I have seen what appeared to be full-body materializations of werewolves. I have spoken to a material being from an immaterial world. I have looked into the maggot-woven face of a death god. I have been torn apart, infected, infested, dissolved, re-assembled and been called "Brother" by Thor himself. Instead of insisting that this means I am some grand-high-poobah, I give myself some fresh perspective.
We are all precious and unique snowflakes who accumulate into a homogeneous white drift.
Of the roughly SIX BILLION (that's 6,000,000,000, or actually 6,697,254,041) people on the earth about 99% of them believe in the supernatural in some form or another (5,940,000,000). Of that number, do you really think you're that interesting?
In my home nation there are about 307,006,550 people. Of that number, less than 1% are Pagan, Wiccan, New Age, or Witches (about 340,000). The number rises sharply each year. Of that number, do you really think you're that interesting?
Oh, how I wish we could all get together. All 340,000 of us, here in the US. And then you could say "WITCHES, ALL! I have come to tell you that I am god-sent! Today, on my way home from the graveyard shift at the Shell station on 72, I was attacked by emissaries from the Vampire Cooveen of Hatchet. They have informed me that the Veil is falling, and it is time for us to take arms against the Demons who dwell Beyond. I will be your leader, for I have been chosen by god as his angel messenger! KNEEL to my superior knowledge, for I own all of Silver Ravenwolf's books, and I've been a Pagan for two years!"
Do you think they'd care? Do you think that they would lockstep behind you, daggers gleaming in the moonlight as they went to war under your glorious banner? No. They'd laugh. A lot.

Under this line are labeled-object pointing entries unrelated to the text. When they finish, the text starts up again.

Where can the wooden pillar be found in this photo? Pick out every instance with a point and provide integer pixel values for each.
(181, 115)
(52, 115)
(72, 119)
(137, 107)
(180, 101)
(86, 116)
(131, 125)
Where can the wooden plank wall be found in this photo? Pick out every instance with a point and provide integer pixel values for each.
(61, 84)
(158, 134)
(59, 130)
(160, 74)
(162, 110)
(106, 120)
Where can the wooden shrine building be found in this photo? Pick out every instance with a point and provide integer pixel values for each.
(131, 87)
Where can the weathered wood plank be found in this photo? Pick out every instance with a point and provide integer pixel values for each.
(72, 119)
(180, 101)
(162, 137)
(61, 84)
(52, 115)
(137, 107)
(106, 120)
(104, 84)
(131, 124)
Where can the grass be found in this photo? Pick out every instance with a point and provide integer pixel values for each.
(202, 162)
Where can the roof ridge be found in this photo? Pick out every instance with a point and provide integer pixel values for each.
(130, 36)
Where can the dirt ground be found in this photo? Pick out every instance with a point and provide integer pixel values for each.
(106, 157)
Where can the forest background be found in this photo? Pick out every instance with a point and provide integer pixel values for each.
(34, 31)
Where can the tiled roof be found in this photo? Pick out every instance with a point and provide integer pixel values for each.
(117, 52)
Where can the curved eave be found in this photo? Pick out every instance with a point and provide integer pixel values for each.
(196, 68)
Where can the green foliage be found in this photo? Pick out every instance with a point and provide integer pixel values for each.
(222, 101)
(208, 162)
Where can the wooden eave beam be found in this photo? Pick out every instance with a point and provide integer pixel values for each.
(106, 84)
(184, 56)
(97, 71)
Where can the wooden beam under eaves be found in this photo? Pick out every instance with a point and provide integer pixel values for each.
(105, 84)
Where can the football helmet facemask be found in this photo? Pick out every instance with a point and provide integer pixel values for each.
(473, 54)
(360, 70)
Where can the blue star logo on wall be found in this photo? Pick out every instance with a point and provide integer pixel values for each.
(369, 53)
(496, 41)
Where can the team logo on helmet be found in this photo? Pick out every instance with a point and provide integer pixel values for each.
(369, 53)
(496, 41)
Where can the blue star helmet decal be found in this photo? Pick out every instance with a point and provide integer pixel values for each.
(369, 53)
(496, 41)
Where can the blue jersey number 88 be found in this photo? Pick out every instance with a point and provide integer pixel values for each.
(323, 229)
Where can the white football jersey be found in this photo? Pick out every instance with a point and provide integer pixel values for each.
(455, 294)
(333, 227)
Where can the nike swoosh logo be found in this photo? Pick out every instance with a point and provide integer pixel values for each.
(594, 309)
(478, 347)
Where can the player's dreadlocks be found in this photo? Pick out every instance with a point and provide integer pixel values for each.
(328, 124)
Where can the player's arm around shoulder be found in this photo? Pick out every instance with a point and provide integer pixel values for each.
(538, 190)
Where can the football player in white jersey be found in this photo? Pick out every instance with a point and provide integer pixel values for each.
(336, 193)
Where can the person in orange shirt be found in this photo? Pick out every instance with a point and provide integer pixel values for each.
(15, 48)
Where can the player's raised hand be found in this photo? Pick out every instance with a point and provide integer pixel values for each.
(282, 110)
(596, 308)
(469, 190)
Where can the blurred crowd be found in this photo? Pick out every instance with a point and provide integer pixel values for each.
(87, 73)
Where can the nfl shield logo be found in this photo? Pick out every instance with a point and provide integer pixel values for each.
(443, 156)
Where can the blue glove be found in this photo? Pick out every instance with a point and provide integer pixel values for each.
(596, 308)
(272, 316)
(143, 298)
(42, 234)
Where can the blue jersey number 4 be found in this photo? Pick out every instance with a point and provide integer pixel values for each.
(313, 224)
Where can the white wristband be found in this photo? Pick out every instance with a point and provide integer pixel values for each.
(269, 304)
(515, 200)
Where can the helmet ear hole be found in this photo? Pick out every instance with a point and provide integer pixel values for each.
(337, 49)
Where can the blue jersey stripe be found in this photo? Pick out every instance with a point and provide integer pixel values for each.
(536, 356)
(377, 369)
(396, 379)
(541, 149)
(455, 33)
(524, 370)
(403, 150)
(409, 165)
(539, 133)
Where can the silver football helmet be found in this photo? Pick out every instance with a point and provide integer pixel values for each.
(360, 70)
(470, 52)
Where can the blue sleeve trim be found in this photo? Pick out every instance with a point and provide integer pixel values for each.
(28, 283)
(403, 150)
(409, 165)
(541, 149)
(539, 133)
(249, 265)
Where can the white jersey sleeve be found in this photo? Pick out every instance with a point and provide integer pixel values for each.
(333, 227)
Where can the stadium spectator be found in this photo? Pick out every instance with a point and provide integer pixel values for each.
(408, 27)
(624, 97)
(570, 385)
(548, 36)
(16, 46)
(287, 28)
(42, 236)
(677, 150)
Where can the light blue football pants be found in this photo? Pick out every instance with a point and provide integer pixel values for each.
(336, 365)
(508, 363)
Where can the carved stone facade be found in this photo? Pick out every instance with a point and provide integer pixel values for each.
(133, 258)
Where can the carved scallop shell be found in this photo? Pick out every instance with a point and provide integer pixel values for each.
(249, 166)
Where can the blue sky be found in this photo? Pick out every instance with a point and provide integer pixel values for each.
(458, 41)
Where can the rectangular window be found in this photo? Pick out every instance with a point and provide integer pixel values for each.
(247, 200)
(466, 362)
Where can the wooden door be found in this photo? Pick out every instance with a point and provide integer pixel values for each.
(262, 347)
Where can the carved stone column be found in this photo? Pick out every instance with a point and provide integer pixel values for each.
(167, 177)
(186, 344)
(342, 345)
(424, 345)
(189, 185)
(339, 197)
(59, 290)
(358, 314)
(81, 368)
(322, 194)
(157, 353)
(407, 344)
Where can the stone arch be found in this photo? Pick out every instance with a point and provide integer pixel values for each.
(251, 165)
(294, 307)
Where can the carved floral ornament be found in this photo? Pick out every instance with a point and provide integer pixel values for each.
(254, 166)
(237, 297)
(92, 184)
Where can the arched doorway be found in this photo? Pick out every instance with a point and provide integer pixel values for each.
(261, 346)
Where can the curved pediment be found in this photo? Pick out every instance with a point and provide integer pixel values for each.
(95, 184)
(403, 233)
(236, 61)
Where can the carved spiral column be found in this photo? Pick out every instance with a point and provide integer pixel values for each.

If you think 340,000 is a small number, count out that many pennies, or pixels, or seashells... or grains of sand. Put them in a jar, and any time you think that you have been singled out for greatness, look at the jar. Give yourself some fresh perspective.
We're all blind men in a cave groping for a light that was blown out, smashed, ground into the dirt, drawn and quartered, forbidden to ever be re-ignited, and covered in a mile-thick layer of cement as though it were the core of Chernobyl. The phantom-illumination we receive is our own. The more outlandish the light, the more festooned with tensil and flashing LED's, the better chance that it is an allegory for a very simple, personal, flame.
Well said! They are young, and even if they aren't young they are young in the tradition, and all of this actually interacting with deity business is most likely new to them, so they get very, very excited like a small, yappy dog.
ReplyDeleteThat said, I too, occasionally wish to flick them in the forehead and tell them to sit quietly while adults are talking. Luckily, I've found that most of them reach critical mass relatively quickly before they can do any substantial damage, and either drop out or finally cough the last of Special Snowflake Syndrome out of their system.
One thing every magical teacher should pass on to their students is a set of critical thinking skills.
::applaud:: Well said both of yous. I have nothing more to add.
ReplyDeleteFor years I have thought of us and snowflakes in much the same way. No two snowflakes are identical (at least that's the thing they say..), thus the beauty... But they are the at the same time, the same because they are all snowflakes: frozen water crystals, etc. In a snowstorm, each snowflake together with millions of others makes up that storm...yet if a particular snowflake was missing, there would still be a snowstorm.